Contre la haine, le combat universaliste


Libres ensemble

Frédéric Potier est, en France, délégué interministériel à la lutte contre le racisme, l’antisémitisme et la haine anti-LGBT (Dilcrah). Il vient de publier un petit livre, «  La Matrice de la haine  », fruit de son expérience à la tête de cette structure et en même temps proclamation de son attachement aux principes hérités des Lumières.


Qu’est-ce donc que cette délégation interministérielle dont vous avez la charge ?

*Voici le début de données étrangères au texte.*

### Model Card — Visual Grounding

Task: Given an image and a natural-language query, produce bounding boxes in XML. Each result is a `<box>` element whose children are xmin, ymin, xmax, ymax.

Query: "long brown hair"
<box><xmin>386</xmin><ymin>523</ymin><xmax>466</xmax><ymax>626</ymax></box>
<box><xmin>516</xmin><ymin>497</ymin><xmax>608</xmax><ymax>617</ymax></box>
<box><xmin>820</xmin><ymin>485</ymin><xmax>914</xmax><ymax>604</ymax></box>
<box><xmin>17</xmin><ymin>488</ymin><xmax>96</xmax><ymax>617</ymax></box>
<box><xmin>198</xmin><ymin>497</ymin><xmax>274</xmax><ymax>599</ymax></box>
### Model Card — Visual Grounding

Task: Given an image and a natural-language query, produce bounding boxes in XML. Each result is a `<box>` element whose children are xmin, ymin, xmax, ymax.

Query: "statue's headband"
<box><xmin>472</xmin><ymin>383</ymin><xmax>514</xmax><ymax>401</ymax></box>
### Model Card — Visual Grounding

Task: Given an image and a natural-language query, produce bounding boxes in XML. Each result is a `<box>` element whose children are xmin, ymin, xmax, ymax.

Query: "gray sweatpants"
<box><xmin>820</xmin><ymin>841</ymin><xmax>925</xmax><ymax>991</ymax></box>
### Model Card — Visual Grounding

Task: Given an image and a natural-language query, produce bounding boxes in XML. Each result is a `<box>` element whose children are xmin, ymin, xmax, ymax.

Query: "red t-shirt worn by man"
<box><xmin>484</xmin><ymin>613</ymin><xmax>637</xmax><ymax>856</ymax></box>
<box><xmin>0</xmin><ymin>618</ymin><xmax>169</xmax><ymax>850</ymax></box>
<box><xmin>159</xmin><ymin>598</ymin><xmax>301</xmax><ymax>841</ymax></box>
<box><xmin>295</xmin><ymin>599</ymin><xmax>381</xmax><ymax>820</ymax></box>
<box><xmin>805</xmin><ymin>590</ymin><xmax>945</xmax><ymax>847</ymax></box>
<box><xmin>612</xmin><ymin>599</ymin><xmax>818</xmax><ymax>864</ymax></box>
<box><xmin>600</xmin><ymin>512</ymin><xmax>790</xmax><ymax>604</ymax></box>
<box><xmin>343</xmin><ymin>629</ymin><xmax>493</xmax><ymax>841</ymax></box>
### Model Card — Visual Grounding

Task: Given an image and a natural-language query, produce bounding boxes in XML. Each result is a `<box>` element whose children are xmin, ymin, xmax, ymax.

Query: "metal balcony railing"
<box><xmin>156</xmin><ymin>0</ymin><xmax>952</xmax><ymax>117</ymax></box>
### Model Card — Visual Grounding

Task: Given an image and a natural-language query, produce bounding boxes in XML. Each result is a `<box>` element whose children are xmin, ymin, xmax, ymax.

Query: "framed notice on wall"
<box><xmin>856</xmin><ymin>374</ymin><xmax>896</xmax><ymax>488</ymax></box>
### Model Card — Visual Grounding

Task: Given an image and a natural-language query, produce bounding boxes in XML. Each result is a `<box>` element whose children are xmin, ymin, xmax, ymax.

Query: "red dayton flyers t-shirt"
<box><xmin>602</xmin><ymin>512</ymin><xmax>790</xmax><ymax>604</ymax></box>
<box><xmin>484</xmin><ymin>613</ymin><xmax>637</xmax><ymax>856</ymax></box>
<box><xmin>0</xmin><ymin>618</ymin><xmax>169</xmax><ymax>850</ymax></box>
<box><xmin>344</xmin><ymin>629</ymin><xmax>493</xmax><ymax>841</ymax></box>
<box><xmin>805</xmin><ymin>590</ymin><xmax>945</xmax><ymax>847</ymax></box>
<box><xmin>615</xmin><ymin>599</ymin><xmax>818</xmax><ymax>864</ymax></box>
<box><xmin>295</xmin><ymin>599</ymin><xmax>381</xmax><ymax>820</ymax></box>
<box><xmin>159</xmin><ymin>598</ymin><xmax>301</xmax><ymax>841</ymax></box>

C’est une institution récente. La Dilcrah a été créée en 2012 dans le cadre du ministère de l’Intérieur. En 2014, elle a été rattachée au Premier ministre, renforçant ainsi son caractère interministériel. Elle est le « bras armé » de l’État pour défendre les valeurs de la République contre le racisme, l’antisémitisme et la haine anti-LGBT. Cette dernière dimension a été ajoutée à ses missions en 2016. Nous travaillons donc avec tous les ministères, même si principalement sont concernés l’Intérieur, l’Éducation, la Justice et la Culture. La Dilcrah bénéficie d’un budget annuel de 6,5 millions d’euros, qui nous permet notamment de financer près de 1 000 initiatives ou opérations de lutte contre ces haines par an. Nous ne sommes donc pas seulement dans l’incantation et le rappel des principes, nous agissons directement ou indirectement sur le terrain par le biais d’actions concrètes.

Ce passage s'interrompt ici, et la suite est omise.